Segment Anything Model: The Latest Frontiers in Universal Segmentation
Latest 45 papers on segment anything model: Aug. 11, 2025
The Segment Anything Model (SAM) and its successor, SAM2, have revolutionized computer vision by offering powerful, prompt-driven object segmentation capabilities across a vast array of visual data. But what happens when you push these foundational models into specialized, complex, and often challenging real-world scenarios? Recent research unveils an exciting landscape of advancements, demonstrating how SAM and SAM2 are being tamed, augmented, and reimagined to tackle everything from medical diagnostics to industrial inspection, and even outer space.
The Big Idea(s) & Core Innovations
The overarching theme across these breakthroughs is the strategic adaptation and enhancement of SAM’s inherent power. Researchers are tackling the ‘intent gap’ and context limitations of general-purpose models, making them more precise, robust, and efficient for niche applications. For instance, MAUP: Training-free Multi-center Adaptive Uncertainty-aware Prompting for Cross-domain Few-shot Medical Image Segmentation leverages innovative prompting strategies, like spatial diversity and uncertainty guidance, to enable precise medical image segmentation without extensive training, outperforming conventional models in few-shot, cross-domain settings. Similarly, SAMPO: Visual Preference Optimization for Intent-Aware Segmentation with Vision Foundation Models by Fudan University introduces visual preference optimization to infer high-level intent from sparse visual prompts, significantly improving multi-object segmentation, particularly in medical tasks, with minimal training data.

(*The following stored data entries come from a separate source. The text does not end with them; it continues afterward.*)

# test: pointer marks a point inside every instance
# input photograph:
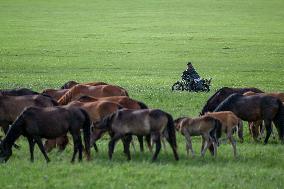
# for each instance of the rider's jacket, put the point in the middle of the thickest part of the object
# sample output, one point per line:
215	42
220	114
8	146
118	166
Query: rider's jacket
190	74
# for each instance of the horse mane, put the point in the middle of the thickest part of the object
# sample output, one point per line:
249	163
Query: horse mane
66	85
223	91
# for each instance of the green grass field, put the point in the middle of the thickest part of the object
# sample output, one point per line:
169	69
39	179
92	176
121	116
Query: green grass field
143	46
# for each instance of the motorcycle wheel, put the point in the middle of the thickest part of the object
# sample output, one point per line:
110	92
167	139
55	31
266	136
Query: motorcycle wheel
178	86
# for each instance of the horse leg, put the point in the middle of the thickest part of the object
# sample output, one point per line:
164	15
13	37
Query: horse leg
280	131
49	145
268	130
172	146
140	140
76	145
188	143
126	143
241	131
205	148
62	142
31	144
157	140
40	145
5	127
148	141
215	148
80	147
233	142
164	144
111	145
95	147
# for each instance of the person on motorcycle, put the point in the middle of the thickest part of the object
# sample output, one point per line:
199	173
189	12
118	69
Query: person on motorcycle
190	75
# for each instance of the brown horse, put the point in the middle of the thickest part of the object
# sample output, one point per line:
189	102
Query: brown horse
204	126
256	127
12	106
17	92
51	122
230	122
71	84
55	93
94	91
125	123
257	107
221	95
97	110
124	101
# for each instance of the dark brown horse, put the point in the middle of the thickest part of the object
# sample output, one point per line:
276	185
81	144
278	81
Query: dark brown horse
94	91
56	94
36	123
17	92
12	106
71	84
124	101
221	95
125	123
257	107
98	108
256	128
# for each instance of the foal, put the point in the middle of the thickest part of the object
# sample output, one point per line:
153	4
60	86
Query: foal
125	123
256	128
205	126
36	123
230	122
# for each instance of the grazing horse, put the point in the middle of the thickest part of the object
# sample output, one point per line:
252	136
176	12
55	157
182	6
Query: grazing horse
56	94
51	122
204	126
230	122
124	101
256	127
17	92
12	106
221	95
71	84
97	110
257	107
125	123
94	91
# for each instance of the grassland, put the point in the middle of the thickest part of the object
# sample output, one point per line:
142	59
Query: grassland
143	46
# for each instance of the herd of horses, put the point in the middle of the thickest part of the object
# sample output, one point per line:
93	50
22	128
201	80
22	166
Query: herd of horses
98	108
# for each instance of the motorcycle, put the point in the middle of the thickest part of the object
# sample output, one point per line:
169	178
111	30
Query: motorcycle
203	85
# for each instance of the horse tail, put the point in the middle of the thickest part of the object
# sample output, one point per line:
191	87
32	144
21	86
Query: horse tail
142	105
279	120
54	102
16	129
240	130
217	130
171	130
126	93
87	133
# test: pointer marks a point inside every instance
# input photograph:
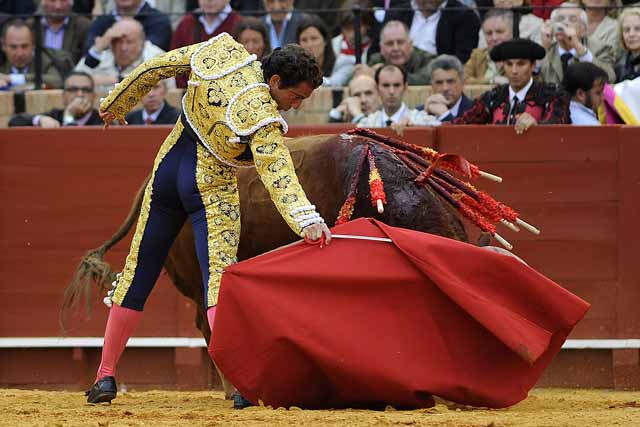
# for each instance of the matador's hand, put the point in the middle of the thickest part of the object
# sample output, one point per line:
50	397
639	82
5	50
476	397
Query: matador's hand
108	117
315	232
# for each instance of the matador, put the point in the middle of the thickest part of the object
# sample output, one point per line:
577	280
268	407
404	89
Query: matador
230	119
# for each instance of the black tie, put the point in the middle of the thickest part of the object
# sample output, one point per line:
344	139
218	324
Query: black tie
514	109
565	58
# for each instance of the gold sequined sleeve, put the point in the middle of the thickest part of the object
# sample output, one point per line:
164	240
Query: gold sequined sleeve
126	94
275	168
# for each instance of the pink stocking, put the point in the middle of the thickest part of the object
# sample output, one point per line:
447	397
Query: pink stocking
211	317
120	325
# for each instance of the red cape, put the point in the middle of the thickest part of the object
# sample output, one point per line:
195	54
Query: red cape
360	323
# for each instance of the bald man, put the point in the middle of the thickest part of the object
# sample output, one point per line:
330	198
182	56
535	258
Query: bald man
362	99
117	52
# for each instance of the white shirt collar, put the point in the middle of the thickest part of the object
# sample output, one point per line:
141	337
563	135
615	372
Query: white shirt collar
210	28
153	116
395	117
521	93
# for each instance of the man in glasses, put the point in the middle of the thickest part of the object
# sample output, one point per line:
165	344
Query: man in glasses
564	37
78	99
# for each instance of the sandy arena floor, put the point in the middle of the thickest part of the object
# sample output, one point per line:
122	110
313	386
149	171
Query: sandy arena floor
544	407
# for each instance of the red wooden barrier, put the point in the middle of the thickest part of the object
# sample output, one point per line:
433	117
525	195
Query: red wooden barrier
66	191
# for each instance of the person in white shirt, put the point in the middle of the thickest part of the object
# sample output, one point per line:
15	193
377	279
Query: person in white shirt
391	81
564	38
585	83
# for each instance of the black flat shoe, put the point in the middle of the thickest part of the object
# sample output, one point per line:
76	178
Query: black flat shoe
240	402
104	390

Bridging the gap between general models and domain-specific challenges is another key innovation. Anhui University’s Segment Any Vehicle: Semantic and Visual Context Driven SAM and A Benchmark integrates semantic and visual context with SAM to significantly improve vehicle segmentation accuracy in complex environments. In a similar vein, Taming SAM for Underwater Instance Segmentation and Beyond demonstrates that SAM can be effectively adapted for challenging underwater environments through knowledge distillation, achieving a notable performance boost in marine object detection.
For more dynamic scenarios, SAM2Long: Enhancing SAM 2 for Long Video Segmentation with a Training-Free Memory Tree from The Chinese University of Hong Kong addresses the critical problem of error accumulation in long video sequences, using a training-free memory tree to maintain segmentation diversity and reliability through occlusions and object reappearances. This aligns with the comprehensive review presented in Segment Anything for Video: A Comprehensive Review of Video Object Segmentation and Tracking from Past to Future, which highlights how motion-aware memory selection and trajectory-guided prompting are crucial for improving accuracy and efficiency in video object segmentation and tracking (VOST) tasks.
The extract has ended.